Though I proclaimed all along that I’m not really a ‘wedding person’, I must be honest and admit I did care about certain things, and I did want to have a hand in as many of the details as possible. No, I couldn’t cook the dinner myself — believe me, I sort of wanted to — but it could be made up of things that reflect what I like to think is my ‘food aesthetic’: simple, fresh, as local as possible. To that end, there was lots of salmon, simply roasted, as well as chicken, a delectable vegan vegetable curry, perfectly steamed and salted cauliflower (of course), salad with greens from the farm down the road, roasted fingerling potatoes, and good bread and butter. If I obsessed mildly over some of the paper goods they were so pretty and somehow I wrangled lavender into the picture, too. We hand-made the place cards, the table markers, the cakes, the jam, the playlist … it was a simple affair at its heart, but I think the sun, the candle-lit dinner, and the presence of all of our nearest and dearests elevated the evening into something special.

And while I am rather hopeless with flowers — well, I can cram a bunch of sweet peas from the farmers market into my largest vase and place it just so — there’s no doubt they are a major component that helps to prettify and make special. Luckily for me, one afternoon back in March or so, my mom and I were in Petaluma perusing some of those aforementioned pesky paper goods (it must be done, though I fought it along the way — my free time!). We happened upon the card for Fallon Anderson, who is based in that farm-centric stretch between Sebastopol and Petaluma — sort of in the wilds of Sonoma County a bit — and from first meeting until the end of the wedding night she came up with absolutely beautiful work that brought everything together. Blackberries in the arrangements! Heirloom roses! Gorgeous bouquets! Lovely flowers for my non flower girl flower girl! Silver vases and containers to present them all! Plus she is so passionate and committed to what she does and just plain nice. Please, call her. I am so serious.

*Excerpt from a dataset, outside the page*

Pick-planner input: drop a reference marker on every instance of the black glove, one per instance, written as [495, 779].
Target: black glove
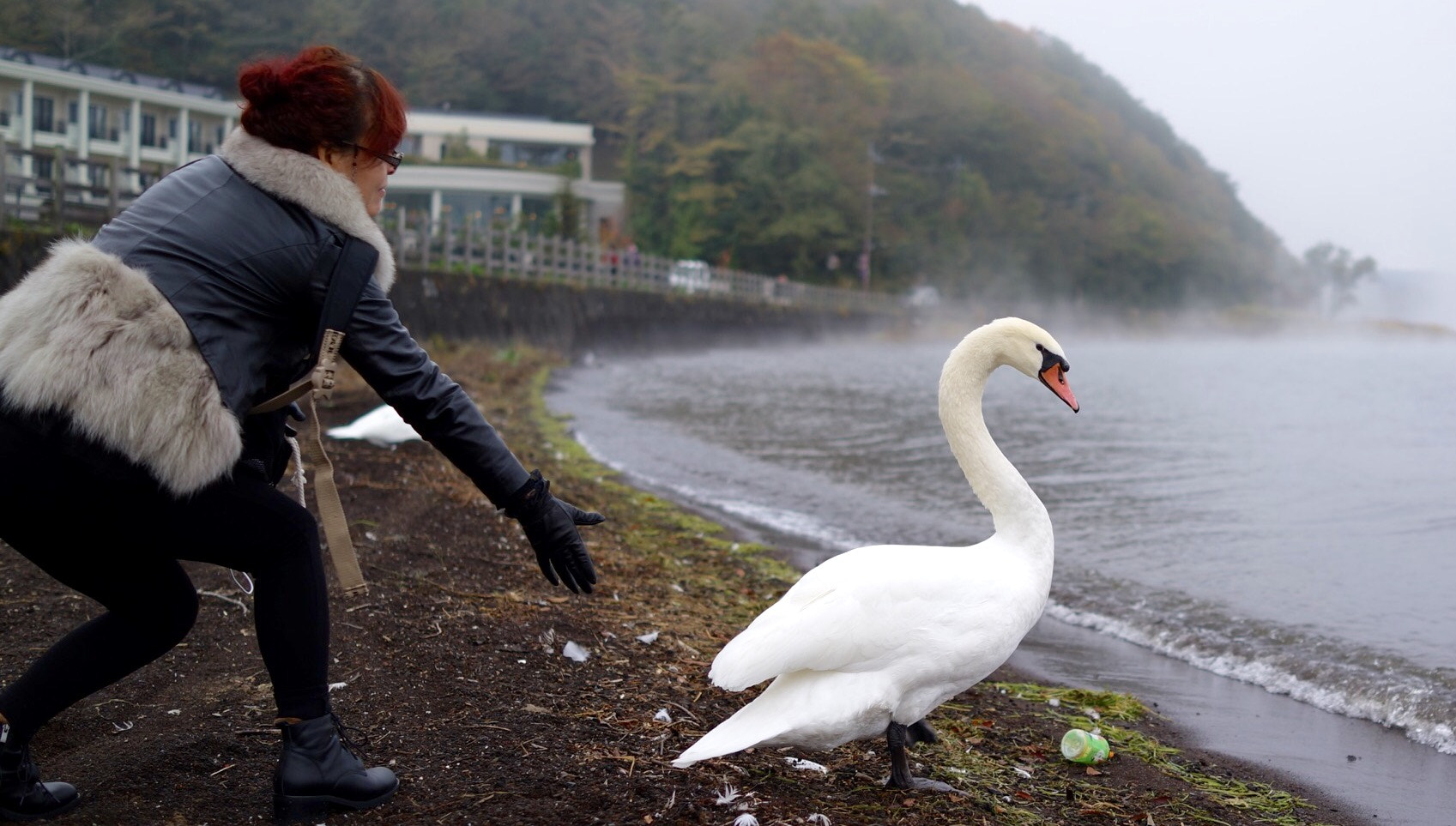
[551, 526]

What else to say? The day was wonderful due in no small part to the people we had helping us — who gets to have her florist floof out her dress just before going to say ‘I will’, and then hangs out afterward for a beer? Or whose photographer piles new husband and best lady into a car with the heat turned up high to go to Muir Beach for a photo shoot? And they both run small local businesses, which was incredibly important to me — and the reality that, by my firm dictate, we kept it (truly) as simple as we possibly could. Major events have so many moving parts, and I tried to streamline and organize everything beforehand as much as possible. Sure, not everything went as ‘planned’ but what does? It didn’t really matter.

Once I finished the cake I was able to sail through the rest of the time, enjoying the party at my parents’ house on Friday night and lingering over coffee at breakfast the morning-of. I always knew all would be well thanks to my support system (family and friends, you were invaluable), but also because I always kept in my mind the main purpose of it all: you and me. (OK, and maybe some champagne, too.)

Over a week later that is still the purpose of it all, and always will be.

Today I wish a little bit to be in the mountains still, to have all that cake-baking ahead of me still (yes … because I am crazy and like enormous baking projects), to be in that moment of just before. Yet I know if I’m fortunate there will be many more moments of just before.

I wonder what will come next.

5 Comments

  1. Your wedding cake is absolutely beautiful! I want mine to look just like that someday. I love how real and gorgeous it looks- to me, much better than the typical fondant creations that are so popular. Thank you for sharing! Just learned of your blog from an NPR article and am loving it.

  2. I am so glad it was exactly what you wanted! Your cake looks beautiful, and so does the entire day. So happy for you! Every bride should love love love her wedding day. I had so much fun on mine too, I love thinking back. And I too had a hard time relinquishing my camera!